Understand one's own disease

 

MULTIPLE SCLEROSIS


This diagnosis has a reputation as dreadful as the one of cancer or A.I.D.S., hence its indispensable re-reading in the light of the biological laws. At the origin of multiple sclerosis (CF3), the conflict of feeling hindered, imprisoned, has two faces: the inability to suffer a situation and the powerlessness to extricate oneself by means of an appropriate attitude, be it in the sense of an arrangement, of a fight or of a flight. Those two aspects (sensory and motory) reflect on the cortical areas of the sensitiveness and of the voluntary musculation (striated muscles). The proportions of the motory and sensory disorders vary according to the prevailing facet, but generally the sensory disorders are less spectacular than the pareses and paralyses of the disease. As it is for all the other affections, the history is personal: to be caught by insurmountable debts or deprived following dishonest manœuvres, to be left alone with a baby without much means for living, to feel forced to live in a house, to experience a family relation or a professional situation as oppressing, etc… But the conflict is always the typical painful feeling: "I can not bear it and I can not get out of it". The localisation of the affected muscles expresses the nuances in the impossibility to react: flee with the lower limbs, push back with the upper limbs, avoid with the back, etc…

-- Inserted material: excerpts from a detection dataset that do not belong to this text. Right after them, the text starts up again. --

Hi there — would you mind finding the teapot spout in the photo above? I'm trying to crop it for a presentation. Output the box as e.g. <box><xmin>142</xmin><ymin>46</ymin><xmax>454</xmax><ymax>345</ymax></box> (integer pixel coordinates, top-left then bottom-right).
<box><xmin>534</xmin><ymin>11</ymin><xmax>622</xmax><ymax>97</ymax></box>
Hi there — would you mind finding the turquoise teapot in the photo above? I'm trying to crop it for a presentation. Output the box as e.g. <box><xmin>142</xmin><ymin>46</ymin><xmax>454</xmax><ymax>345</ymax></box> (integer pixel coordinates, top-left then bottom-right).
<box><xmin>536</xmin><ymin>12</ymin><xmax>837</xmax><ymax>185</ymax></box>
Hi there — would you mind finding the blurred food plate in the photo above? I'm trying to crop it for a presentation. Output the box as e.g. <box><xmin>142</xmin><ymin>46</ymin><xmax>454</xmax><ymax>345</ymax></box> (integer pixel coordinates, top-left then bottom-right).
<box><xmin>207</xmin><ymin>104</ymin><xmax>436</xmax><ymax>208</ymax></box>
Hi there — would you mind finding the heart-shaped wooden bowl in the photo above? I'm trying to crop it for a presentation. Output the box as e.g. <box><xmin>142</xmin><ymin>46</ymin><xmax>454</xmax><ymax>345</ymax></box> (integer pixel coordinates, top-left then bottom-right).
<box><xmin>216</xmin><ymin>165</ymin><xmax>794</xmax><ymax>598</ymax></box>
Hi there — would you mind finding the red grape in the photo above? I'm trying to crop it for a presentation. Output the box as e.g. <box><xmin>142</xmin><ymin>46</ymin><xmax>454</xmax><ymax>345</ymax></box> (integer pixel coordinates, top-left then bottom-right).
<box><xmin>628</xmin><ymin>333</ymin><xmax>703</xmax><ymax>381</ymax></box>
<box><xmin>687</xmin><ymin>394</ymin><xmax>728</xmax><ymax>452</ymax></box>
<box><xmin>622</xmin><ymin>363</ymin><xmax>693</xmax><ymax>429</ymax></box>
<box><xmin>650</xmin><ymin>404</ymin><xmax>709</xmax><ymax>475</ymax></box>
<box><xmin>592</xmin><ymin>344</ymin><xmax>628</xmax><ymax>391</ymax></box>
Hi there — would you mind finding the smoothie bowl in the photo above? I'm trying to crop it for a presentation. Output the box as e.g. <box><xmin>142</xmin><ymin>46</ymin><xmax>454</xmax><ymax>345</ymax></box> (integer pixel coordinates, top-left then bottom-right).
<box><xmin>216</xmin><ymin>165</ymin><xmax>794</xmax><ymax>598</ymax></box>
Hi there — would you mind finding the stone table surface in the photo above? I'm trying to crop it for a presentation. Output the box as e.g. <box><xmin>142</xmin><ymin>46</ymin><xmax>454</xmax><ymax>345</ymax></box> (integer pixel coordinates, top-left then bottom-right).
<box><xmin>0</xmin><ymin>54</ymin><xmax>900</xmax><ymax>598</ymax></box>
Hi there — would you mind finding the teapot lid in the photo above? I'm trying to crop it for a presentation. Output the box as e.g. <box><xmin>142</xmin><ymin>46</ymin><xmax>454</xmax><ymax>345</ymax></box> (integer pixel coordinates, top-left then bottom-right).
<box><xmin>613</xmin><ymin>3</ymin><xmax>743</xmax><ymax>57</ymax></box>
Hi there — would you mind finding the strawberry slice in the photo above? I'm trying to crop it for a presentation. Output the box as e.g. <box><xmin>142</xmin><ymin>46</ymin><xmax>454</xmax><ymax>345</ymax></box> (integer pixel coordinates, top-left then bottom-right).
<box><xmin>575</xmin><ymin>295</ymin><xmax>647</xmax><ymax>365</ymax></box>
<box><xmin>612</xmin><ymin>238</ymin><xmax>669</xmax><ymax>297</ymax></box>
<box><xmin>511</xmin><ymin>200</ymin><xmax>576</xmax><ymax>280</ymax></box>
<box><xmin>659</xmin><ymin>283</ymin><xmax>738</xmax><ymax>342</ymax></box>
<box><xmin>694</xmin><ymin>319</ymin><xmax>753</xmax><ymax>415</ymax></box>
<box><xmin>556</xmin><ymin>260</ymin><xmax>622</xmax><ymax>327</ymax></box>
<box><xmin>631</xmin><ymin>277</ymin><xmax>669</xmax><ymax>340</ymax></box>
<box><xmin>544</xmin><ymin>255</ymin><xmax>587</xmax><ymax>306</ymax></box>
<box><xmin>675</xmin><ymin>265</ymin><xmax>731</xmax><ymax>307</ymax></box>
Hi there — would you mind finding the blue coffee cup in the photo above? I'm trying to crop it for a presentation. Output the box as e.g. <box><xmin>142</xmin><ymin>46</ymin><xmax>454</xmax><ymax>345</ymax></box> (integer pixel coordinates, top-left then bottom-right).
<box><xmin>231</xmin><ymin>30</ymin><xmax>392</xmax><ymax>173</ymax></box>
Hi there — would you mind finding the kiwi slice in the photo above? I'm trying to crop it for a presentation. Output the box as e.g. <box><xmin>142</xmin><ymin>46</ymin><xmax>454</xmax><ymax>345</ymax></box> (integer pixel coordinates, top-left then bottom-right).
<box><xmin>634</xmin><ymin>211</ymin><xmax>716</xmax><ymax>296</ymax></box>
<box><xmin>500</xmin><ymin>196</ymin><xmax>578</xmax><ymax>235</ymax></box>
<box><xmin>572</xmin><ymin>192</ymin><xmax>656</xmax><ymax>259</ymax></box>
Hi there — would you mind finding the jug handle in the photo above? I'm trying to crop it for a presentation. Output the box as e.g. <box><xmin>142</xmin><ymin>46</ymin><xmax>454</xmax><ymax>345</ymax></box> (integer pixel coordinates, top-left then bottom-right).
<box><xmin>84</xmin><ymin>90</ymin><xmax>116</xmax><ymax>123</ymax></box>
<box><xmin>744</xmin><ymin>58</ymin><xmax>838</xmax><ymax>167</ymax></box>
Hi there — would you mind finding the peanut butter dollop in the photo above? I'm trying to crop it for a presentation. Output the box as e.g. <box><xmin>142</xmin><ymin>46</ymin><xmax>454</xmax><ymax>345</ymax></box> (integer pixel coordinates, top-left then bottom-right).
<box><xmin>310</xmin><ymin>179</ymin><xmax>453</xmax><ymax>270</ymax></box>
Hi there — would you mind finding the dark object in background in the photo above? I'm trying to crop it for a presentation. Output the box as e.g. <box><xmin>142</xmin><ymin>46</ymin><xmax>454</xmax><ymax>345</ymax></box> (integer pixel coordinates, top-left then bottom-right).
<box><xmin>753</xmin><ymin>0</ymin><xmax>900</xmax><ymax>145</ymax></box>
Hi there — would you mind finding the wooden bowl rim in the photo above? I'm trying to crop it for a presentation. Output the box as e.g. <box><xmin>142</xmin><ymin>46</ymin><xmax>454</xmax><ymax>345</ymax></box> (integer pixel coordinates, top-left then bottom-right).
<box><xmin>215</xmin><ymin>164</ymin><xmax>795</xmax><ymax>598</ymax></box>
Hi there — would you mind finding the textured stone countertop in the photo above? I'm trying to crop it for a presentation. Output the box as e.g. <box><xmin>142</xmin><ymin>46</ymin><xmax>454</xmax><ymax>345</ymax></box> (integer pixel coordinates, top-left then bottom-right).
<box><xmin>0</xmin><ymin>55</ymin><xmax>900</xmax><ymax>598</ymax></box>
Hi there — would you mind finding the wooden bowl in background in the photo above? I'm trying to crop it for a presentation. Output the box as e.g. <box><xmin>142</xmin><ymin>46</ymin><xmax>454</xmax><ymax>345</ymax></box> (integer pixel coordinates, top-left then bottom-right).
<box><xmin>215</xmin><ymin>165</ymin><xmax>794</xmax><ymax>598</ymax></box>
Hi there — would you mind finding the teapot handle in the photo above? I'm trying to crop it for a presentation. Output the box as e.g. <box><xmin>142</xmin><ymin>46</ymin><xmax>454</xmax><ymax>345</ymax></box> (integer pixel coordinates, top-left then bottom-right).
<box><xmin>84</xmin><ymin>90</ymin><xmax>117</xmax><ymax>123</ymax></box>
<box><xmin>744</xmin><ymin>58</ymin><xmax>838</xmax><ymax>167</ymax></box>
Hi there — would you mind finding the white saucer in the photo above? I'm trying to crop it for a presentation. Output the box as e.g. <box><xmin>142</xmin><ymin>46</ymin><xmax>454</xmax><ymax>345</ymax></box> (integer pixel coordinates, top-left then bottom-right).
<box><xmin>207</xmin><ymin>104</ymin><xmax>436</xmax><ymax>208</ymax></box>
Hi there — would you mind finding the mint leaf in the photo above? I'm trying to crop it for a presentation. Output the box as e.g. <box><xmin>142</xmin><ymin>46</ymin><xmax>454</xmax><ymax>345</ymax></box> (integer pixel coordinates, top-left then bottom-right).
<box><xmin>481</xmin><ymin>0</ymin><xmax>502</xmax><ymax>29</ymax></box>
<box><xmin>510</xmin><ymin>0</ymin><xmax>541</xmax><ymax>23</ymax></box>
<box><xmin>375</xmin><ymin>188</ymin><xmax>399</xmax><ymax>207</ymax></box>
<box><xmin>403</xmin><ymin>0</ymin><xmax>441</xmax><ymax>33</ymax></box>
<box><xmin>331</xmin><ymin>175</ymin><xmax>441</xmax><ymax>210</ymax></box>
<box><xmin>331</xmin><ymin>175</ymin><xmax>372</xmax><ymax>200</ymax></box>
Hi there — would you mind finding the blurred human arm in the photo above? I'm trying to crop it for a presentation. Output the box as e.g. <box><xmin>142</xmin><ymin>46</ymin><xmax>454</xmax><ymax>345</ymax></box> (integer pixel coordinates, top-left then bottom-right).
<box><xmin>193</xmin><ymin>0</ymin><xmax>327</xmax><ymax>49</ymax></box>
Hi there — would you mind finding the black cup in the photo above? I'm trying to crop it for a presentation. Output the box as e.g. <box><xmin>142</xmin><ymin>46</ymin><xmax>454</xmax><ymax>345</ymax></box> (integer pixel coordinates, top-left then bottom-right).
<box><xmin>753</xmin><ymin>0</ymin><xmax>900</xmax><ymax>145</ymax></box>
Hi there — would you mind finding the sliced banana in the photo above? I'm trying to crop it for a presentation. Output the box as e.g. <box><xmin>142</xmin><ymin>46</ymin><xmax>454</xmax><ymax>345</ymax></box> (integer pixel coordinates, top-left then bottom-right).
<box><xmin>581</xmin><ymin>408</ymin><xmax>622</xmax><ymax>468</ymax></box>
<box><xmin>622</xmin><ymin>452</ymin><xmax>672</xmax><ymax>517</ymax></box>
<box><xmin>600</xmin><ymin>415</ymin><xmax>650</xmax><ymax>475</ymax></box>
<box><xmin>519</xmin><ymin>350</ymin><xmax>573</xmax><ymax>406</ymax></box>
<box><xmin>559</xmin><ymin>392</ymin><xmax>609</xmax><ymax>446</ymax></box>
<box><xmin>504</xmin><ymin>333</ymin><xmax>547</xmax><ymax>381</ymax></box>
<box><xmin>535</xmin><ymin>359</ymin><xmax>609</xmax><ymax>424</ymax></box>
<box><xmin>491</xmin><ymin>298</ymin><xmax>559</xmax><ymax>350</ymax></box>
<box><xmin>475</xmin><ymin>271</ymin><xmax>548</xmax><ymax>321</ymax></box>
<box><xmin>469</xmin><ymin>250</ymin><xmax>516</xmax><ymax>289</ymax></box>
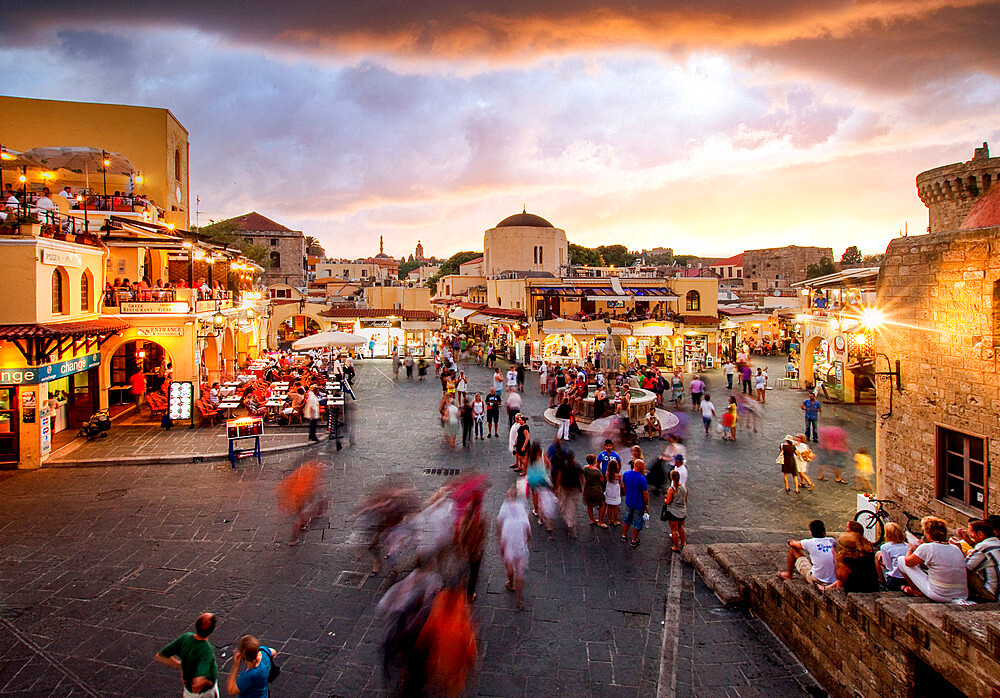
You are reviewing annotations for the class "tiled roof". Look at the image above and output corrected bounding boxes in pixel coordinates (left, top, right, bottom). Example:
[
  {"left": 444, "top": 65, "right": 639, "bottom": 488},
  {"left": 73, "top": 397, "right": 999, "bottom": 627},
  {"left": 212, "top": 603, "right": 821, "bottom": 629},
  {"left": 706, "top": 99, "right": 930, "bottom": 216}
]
[
  {"left": 682, "top": 315, "right": 719, "bottom": 325},
  {"left": 229, "top": 211, "right": 295, "bottom": 233},
  {"left": 0, "top": 318, "right": 131, "bottom": 339},
  {"left": 479, "top": 308, "right": 524, "bottom": 319},
  {"left": 320, "top": 308, "right": 439, "bottom": 320}
]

As soon as the conflict is solved, sensitiveness and motricity restore but only after a worsening period due to cerebral oedema. This period is often the moment of diagnosis and explains the therapeutic success of cortisone. But this is only possible in the second phase and one may consequently understand the various results of this treatment: applied in the first phase, it will entail an increase of the symptoms and, if the conflict is in balance, there will be no clear action. Rather than a routine prescription – and presented as the main therapy in the sole "upsurges" of a disease moreover inexorable – this cortisone may be useful to relieve the worsening period as well as the hyperfunctioning symptoms of the second phase: itching, smarting and hyperesthesia for the sensitiveness; wrangling and painful spasms for the motricity.

The S.E.P. problem is not only within its initial conflict, which may present all the degrees of intensity and of re-stimulation frequency being at the origin of the relapses. It is, at first, complicated by the risk of a vicious circle: if the patient feels handicapped by the temporary increase of his paralysis, he may plunge again into his conflict. The worst, however, lies in the iatrogenous impact. Within the reality of the initial symptomatology, the importance between a mild lameness and the use of two crutches is enormous, but this difference depends on the difference between conflicts. The neurological discourse, on the other hand, is literally unsustainable: a destruction of the nervous system by our immunity; an unknown origin with a hypothesis combining remote – and the more insecuring - factors such as hereditary ones and infections during youth; the unpredictability during its evolution and the sudden impulse of its manifestations; the vagueness in the relations between objective lesions (the stains of the magnetic resonance that are in fact cicatrices of secundary devalorisation conflicts) and symptoms and, finally, the long-term incurability. Pessimism reinforced by a psychological "support" jointed around the necessity to adapt, oneself and one’s environment, to an unexpected infirmity. All this is sufficient to root and to amplify a conflict becoming very much insoluble since the guarantee (even far off if one has the chance to suffer from a slow form of the disease) of the wheelchair revives the experience of an unbearable situation one will not be able to feel anymore!